Synergizing Artificial Intelligence Algorithms with Bio design for Innovative Industrial Product Appearance
DOI:
https://doi.org/10.5912/jcb1110Abstract
In the rapidly evolving landscape of industrial design, the integration of cutting-edge technologies has paved the way for transformative advancements. This abstract explores the convergence of artificial intelligence (AI) algorithms and biodesign principles to revolutionize the appearance of industrial products. Biodesign, inspired by the elegance and functionality of nature, provides a rich repository of strategies honed by millions of years of evolution. Leveraging this wisdom, in tandem with AI algorithms, holds the promise of yielding innovative and captivating product aesthetics. Through the lens of this abstract, we delve into the potential of AI algorithms to decipher and replicate the intricate patterns, textures, and configurations found in biological entities. By emulating nature's principles, the design process can transcend the conventional, leading to products that not only captivate the eye but also embody enhanced functionality. The interplay between biologically-inspired design and AI algorithms presents a unique opportunity to optimize aspects such as material utilization, structural integrity, and ergonomic considerations. The results from this study point out that IPD does not have any significant impact on the physical attractiveness of these products; however, it has an effect on their perceived attractiveness and can increase their appeal rating in certain cases. A three-dimensional Otsu threshold segmentation method based on BAS-CS is proposed.
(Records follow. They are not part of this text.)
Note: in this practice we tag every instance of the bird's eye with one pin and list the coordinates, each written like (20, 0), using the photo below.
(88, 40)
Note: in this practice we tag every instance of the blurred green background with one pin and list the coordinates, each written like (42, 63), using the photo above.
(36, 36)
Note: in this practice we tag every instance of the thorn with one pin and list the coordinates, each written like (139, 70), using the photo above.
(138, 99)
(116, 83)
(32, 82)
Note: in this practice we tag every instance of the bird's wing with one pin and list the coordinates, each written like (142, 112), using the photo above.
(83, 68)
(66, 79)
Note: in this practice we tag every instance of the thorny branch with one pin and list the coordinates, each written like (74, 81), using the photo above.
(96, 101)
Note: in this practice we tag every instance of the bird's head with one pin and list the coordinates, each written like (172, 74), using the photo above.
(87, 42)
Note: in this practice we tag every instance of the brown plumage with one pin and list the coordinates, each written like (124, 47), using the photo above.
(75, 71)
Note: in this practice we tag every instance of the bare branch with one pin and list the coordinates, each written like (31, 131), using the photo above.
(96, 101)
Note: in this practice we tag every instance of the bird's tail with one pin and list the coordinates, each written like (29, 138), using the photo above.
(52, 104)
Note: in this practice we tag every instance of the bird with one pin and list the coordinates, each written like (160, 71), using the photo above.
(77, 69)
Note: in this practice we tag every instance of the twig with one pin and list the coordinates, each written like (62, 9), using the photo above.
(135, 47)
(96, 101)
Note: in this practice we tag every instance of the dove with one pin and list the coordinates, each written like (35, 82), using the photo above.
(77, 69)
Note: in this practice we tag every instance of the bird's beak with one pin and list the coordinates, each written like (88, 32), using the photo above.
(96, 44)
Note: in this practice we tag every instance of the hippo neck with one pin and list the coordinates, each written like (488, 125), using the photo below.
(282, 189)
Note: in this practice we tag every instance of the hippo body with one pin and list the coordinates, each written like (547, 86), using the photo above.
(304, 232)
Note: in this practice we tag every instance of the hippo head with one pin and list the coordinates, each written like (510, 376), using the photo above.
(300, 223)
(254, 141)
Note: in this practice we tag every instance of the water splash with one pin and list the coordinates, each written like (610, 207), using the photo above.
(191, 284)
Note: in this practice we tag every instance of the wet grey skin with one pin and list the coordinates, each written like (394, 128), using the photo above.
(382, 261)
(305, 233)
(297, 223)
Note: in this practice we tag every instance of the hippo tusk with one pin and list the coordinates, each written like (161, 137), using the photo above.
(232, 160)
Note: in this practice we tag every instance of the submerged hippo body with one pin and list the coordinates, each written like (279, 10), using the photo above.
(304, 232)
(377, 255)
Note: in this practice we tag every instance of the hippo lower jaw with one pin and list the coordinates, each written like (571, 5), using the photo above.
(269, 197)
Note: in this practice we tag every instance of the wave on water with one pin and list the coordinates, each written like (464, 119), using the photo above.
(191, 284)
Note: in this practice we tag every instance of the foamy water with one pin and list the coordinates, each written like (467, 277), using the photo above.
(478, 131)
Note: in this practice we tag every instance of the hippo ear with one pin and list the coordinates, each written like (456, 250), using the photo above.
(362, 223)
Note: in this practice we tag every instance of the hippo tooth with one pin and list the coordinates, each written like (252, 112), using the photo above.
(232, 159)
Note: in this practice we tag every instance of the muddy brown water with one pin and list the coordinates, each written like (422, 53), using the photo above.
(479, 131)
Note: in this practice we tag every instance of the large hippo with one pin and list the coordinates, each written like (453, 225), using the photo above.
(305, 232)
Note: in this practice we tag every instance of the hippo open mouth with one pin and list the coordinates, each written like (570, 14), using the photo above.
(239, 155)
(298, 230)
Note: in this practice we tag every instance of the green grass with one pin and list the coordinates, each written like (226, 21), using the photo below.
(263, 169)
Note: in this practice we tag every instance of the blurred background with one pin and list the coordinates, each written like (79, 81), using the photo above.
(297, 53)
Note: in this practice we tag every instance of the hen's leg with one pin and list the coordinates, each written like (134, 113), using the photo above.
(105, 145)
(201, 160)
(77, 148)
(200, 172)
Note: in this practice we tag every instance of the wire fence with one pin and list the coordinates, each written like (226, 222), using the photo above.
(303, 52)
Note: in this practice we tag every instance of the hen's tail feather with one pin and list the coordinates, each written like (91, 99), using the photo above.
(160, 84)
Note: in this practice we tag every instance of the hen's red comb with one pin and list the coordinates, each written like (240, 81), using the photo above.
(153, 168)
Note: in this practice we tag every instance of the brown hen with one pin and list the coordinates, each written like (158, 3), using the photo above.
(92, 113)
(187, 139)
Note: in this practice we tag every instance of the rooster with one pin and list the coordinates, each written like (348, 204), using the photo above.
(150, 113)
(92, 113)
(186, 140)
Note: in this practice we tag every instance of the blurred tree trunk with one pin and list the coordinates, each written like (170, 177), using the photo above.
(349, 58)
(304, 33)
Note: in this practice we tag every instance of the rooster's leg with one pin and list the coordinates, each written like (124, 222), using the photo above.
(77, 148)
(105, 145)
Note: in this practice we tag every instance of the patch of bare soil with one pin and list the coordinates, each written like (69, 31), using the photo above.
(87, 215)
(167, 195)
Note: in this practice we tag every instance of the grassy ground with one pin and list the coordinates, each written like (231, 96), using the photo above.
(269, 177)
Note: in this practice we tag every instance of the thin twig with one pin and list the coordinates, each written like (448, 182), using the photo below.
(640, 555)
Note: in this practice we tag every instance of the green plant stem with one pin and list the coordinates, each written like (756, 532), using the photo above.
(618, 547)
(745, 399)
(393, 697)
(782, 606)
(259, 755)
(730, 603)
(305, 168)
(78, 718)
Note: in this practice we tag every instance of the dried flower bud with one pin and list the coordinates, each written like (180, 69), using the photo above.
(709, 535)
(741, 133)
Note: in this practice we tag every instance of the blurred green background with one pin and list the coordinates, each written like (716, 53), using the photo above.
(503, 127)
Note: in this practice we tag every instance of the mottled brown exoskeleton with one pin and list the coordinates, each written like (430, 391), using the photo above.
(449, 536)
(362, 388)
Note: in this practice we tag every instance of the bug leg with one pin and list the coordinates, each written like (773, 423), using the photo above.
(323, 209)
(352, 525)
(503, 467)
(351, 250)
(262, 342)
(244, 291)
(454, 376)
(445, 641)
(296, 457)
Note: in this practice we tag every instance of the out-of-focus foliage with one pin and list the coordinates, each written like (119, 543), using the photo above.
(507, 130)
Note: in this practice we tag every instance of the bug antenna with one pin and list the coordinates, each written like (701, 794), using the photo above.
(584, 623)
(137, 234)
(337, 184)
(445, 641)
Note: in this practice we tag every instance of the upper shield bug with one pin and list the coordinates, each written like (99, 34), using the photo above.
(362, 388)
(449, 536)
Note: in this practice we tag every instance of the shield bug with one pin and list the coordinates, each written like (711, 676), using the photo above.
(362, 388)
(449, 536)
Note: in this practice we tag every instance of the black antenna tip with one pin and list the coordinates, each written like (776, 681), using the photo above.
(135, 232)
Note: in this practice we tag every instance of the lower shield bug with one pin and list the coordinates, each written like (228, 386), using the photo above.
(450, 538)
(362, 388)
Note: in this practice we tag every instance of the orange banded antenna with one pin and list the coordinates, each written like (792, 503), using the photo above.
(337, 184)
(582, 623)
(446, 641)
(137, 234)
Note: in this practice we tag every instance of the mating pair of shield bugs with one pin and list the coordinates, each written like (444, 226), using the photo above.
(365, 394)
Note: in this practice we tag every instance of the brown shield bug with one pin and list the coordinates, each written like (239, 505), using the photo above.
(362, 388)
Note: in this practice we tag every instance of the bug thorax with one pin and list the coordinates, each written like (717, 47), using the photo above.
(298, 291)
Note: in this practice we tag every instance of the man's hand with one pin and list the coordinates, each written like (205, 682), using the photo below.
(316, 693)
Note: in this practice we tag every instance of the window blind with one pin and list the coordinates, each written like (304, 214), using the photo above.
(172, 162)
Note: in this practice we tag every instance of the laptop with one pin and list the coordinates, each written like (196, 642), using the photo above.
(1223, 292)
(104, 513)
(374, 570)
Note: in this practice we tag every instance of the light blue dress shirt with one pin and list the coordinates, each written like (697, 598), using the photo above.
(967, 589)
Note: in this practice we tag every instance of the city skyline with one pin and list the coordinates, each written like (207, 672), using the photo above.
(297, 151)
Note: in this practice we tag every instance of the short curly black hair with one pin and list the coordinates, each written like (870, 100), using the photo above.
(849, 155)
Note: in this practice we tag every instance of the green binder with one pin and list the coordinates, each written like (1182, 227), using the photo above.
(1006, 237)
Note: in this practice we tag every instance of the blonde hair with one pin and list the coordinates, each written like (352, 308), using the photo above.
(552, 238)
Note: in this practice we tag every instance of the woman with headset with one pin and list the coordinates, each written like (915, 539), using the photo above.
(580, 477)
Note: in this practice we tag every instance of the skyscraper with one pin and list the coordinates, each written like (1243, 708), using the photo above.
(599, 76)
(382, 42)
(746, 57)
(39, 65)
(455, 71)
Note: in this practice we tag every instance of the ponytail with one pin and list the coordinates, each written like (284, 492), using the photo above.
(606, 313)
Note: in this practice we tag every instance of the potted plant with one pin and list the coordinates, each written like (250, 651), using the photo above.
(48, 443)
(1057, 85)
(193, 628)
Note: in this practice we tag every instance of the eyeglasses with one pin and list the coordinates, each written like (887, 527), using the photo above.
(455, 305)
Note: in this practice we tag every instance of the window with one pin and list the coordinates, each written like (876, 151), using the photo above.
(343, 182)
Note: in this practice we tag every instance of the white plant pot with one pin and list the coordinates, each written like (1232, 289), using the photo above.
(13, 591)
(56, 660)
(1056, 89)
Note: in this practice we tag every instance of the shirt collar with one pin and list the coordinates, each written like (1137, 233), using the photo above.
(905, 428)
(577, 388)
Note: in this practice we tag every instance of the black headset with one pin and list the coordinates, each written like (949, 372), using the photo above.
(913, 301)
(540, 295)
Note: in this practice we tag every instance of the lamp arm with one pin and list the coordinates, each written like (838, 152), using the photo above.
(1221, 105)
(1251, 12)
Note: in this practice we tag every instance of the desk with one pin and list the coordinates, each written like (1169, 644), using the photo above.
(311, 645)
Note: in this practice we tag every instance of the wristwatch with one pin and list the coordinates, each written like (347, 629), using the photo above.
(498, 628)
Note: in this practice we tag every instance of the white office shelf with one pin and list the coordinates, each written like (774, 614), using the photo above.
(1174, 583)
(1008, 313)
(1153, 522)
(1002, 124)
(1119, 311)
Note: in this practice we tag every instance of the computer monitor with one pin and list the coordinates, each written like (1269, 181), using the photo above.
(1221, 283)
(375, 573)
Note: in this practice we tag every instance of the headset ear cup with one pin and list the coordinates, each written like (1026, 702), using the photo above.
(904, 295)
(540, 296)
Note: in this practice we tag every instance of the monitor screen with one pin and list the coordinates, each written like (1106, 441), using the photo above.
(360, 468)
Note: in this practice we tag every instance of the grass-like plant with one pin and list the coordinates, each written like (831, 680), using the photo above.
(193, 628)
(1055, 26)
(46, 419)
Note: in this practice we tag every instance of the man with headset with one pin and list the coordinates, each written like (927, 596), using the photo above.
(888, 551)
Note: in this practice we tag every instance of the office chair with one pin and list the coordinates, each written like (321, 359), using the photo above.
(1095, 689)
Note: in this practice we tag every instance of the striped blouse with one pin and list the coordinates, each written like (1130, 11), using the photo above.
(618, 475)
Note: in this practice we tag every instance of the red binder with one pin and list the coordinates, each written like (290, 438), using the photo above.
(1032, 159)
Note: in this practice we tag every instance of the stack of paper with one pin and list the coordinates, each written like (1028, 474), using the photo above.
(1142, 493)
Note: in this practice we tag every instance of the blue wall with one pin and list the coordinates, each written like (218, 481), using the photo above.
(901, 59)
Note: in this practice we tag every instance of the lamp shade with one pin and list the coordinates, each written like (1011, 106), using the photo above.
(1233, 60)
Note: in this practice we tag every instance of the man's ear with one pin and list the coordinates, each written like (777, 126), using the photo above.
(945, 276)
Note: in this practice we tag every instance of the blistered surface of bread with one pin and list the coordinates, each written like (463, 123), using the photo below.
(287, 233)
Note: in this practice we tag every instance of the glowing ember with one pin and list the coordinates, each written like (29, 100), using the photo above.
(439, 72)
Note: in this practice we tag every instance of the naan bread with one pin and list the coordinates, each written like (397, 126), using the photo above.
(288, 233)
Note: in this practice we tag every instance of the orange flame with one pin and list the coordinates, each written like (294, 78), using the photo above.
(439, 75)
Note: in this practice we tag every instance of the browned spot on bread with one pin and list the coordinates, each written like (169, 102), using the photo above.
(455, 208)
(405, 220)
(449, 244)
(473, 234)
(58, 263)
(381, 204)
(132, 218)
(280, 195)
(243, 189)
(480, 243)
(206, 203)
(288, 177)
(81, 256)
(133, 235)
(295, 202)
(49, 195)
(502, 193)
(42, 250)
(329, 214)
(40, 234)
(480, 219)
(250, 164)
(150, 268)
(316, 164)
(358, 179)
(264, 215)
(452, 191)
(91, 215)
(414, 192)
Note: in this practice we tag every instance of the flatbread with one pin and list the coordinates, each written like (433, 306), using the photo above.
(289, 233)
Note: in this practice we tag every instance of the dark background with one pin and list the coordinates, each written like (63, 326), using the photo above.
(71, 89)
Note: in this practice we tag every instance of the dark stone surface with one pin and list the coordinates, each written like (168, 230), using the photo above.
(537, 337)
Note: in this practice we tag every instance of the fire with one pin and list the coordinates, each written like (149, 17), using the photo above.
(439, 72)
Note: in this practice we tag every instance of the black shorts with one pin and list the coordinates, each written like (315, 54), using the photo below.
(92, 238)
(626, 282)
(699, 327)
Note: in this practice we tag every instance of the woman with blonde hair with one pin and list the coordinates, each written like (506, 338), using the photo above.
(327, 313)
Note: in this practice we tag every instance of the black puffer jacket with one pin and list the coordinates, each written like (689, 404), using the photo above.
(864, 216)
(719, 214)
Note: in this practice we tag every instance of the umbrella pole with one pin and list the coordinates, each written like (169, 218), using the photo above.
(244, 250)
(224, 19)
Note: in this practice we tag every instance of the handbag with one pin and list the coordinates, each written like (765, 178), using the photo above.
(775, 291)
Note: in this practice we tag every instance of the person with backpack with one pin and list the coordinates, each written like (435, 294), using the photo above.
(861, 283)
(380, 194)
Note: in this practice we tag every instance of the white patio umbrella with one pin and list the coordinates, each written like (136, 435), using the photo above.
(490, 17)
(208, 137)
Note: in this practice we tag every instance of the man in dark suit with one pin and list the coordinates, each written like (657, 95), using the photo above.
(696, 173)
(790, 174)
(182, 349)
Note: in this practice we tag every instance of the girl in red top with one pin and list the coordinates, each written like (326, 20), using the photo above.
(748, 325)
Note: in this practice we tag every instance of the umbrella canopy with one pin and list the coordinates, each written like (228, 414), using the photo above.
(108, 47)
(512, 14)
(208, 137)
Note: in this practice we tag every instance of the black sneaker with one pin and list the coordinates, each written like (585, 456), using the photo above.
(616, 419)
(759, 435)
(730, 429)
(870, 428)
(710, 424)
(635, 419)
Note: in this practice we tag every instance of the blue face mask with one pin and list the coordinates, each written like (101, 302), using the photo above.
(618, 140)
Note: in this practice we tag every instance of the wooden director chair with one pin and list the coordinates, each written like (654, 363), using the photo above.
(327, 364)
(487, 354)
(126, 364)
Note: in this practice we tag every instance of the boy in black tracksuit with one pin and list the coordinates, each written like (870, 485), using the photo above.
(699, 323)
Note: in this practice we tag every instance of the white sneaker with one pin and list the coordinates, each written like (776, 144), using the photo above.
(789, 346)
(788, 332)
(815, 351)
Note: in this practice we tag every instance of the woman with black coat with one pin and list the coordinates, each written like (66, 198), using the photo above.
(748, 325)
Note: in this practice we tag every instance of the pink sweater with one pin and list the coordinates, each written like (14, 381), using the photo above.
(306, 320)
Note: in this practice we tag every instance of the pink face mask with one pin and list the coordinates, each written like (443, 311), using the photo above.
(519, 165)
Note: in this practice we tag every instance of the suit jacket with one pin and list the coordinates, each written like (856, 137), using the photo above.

Aiming at the problem that the segmentation results of the traditional two-dimensional Otsu threshold segmentation method and the three-dimensional Otsu threshold segmentation method are susceptible to noise, the gray morphology and the three-dimensional Otsu threshold segmentation method are combined to form a three-dimensional gray Otsu model. The three-dimensional gray Otsu model is used to design the fitness function of the BAS-CS algorithm, and the BAS-CS algorithm is used to optimize the fitness function, and the specific implementation scheme and flowchart are given. Experiments verify the effectiveness, high efficiency, noise resistance and versatility of the proposed algorithm.